そんな難攻不落の"嘆きの壁"の内側の内側では、日々の厳しい訓練で強靭な戦士たちを育て上げており、
先の大戦で暗躍したと言われる、王国中のつわものだけを集めた暗殺集団"蛇の巣"にも、バルキラ出身の剣士が多数いたと言われます。
歴史ある偉大な軍事都市で鍛え抜かれし者だけが"最高品質の傭兵"として、王族や貴族ら特別な依頼主の元へ派遣されたのでした。
それがバルキラの誇りであり矜持でありましたが、その誇りが今"白刃会"により崩れつつありました。
『近頃はバルキラの老獪な兵士よりも、白刃会の若剣士だ』とのもっぱらの噂が出始め、それを唱える"特別な依頼主"が増え始めたのでした。
実際に遥か昔からバルキラの剣士を雇っていたある王族家が、その警備を白刃会に切り替えたりしたのでした。
まだまだ歴史あるバルキラにとって白刃会は小さな組織ではありましたが、設立三年そこらでその存在感はまったく無視できないものになったいたのです。
それを受けての声明なのでした。
それは世界実報紙面の殆どを割くおよそ一万文字に渡る文面でした。
そしてその三分の一は、『子供奴隷集団"百足"の匿う不浄の"不死人"』、つまりレイロウを腐する内容なのでした。

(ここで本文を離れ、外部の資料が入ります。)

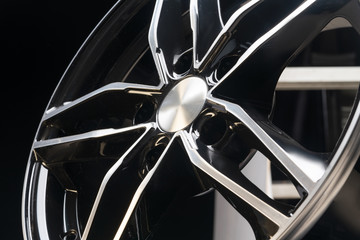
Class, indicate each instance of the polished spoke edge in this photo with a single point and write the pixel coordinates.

その声明は軍事に生きた都市らしい、欺瞞と尊大、不遜、横柄に満ち満ちた内容でした。
曰く、"百足"は奴隷にもなり切れなかったデキソコナイのノータリンな子供達の寄せ集めである。
曰く、白刃会など"白痴会"の誤りである。
その中に居るという不死人は、世界で最も下賤で価値のない不気味且つ意味のない生物であり、存在自体が"穢れ"である。
そしてそんな穢れ者が伝説の剣"竜牙"を持つ等と、腐臭のする口からくだらない嘘を吹聴している。
不死人が剣を、しかも刀剣の最高峰"竜牙"をその汚らしい手にしたなど、嘘でも許されない。
これは世界中の全ての剣士・騎士・武士の道に生きる者が断罪すべき由々しき事案である。
そしてその総代として、我ら"バルキラ"が動くのだと。
そしてそのレイロウの尊厳をこれでもかと傷つける声明はこう締められていたのでした。
『本当に"竜牙"を手にしたというのなら、その力で我が難攻不落の"嘆きの壁"を崩してみるがよい。下賤かつ嘘つきの不死人よ』
その"声明"が世界実報の紙面を賑わせてから七日後のある晴れた早朝、
軍事都市"バルキラ"の誇る第一の"嘆きの壁"の正面が、凄まじい轟音と共に吹き飛びました。
そして間を置かずに、その奥にある第二の壁がまたもや衝撃と共に消し飛んだのでした。
建立してから二百年あまり、外部の敵からの侵入を一切許さなかった最強の鉄壁が二枚とも、まるで飴細工のように割れて砕け散ったのです。
それにより、それまで決して露呈することのなかった軍事都市"バルキラ"の内部が、外から丸見えになったのでした。
もう一度この攻撃が来れば、"バルキラ"の都市自体が消し飛ぶ。
バルキラの剣士たちは恐れおののいたのですが、しかし、それからもうその"衝撃"は訪れなかったのでした。
やがて、二枚の"嘆きの壁"を崩した攻撃が、かの伝説の剣"竜牙"によるものだと、今度は白刃会が世界実報に声明を出しました。
その短い声明には、
『やろうと思えばいつでもバルキラごとき簡単に潰せる』
という恐ろしき圧力がありました。
そしてかの"竜牙"は実在し、不死人のレイロウがそれを自由に操れる、
という事実が王国中を駆け巡りました。
この事件を機に、軍事都市"バルキラ"はその権威を失墜し、やがて全ての契約を失い"解体"されたのでした。
傭兵業界の総代は、名実ともに"白刃会"のものとなったのでした。